A Python API for Tesseract
- Python >= 2.7 or >= 3.2
- NumPy >= 1.6
- Tesseract >= 3.02
It's the usual distutils dance -- run python setup.py
for more details.
If your Tesseract installation's files are not in the standard system paths, you may need to create a setup.cfg
with the following contents:
[build_ext]
include-dirs=/path/to/tesseract/include
library-dirs=/path/to/tesseract/lib
Here's a simple example that requires OpenCV:
import cv2
import tesserpy
tess = tesserpy.Tesseract("/path/to/tessdata/prefix", language="eng")
# Anything exposed by SetVariable / GetVariableAsString is an attribute
tess.tessedit_char_whitelist = """'"!@#$%^&*()_+-=[]{};,.<>/?`~abcdefghijklmnopqrstuvwxyzABCDEFGHIJKLMNOPQRSTUVWXYZ0123456789"""

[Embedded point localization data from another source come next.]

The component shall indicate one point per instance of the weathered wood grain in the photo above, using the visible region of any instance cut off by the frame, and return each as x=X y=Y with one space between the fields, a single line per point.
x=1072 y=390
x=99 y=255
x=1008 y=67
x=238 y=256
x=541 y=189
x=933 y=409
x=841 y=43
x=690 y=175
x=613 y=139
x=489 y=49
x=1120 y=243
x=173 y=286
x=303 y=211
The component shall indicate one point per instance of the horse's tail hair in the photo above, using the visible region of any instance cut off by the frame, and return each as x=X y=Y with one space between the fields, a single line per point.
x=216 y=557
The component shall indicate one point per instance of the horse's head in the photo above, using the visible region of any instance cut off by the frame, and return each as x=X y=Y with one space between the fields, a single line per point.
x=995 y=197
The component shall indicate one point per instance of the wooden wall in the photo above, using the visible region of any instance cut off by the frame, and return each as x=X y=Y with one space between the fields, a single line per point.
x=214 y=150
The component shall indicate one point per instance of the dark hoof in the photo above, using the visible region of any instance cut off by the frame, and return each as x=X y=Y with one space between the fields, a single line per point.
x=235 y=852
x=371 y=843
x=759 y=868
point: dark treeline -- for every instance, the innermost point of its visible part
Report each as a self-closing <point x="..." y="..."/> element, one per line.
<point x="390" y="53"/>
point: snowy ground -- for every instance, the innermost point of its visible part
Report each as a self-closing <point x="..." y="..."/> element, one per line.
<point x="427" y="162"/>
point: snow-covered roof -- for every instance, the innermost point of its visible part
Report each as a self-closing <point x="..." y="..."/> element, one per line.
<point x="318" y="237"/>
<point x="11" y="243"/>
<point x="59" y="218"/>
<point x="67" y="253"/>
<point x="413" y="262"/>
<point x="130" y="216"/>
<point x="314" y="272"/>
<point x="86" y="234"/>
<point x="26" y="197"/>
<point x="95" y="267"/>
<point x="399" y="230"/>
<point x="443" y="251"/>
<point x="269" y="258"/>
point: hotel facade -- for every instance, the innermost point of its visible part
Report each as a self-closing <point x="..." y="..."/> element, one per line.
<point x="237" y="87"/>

image = cv2.imread('/path/to/image.png')
tess.set_image(image)
page_info = tess.orientation()
print(page_info.textline_order == tesserpy.TEXTLINE_ORDER_TOP_TO_BOTTOM)
print("#####")
print(tess.get_utf8_text())
print("#####")
print("Word\tConfidence\tBounding box coordinates")
for word in tess.words():
bb = word.bounding_box
print("{}\t{}\tt:{}; l:{}; r:{}; b:{}".format(word.text, word.confidence, bb.top, bb.left, bb.right, bb.bottom))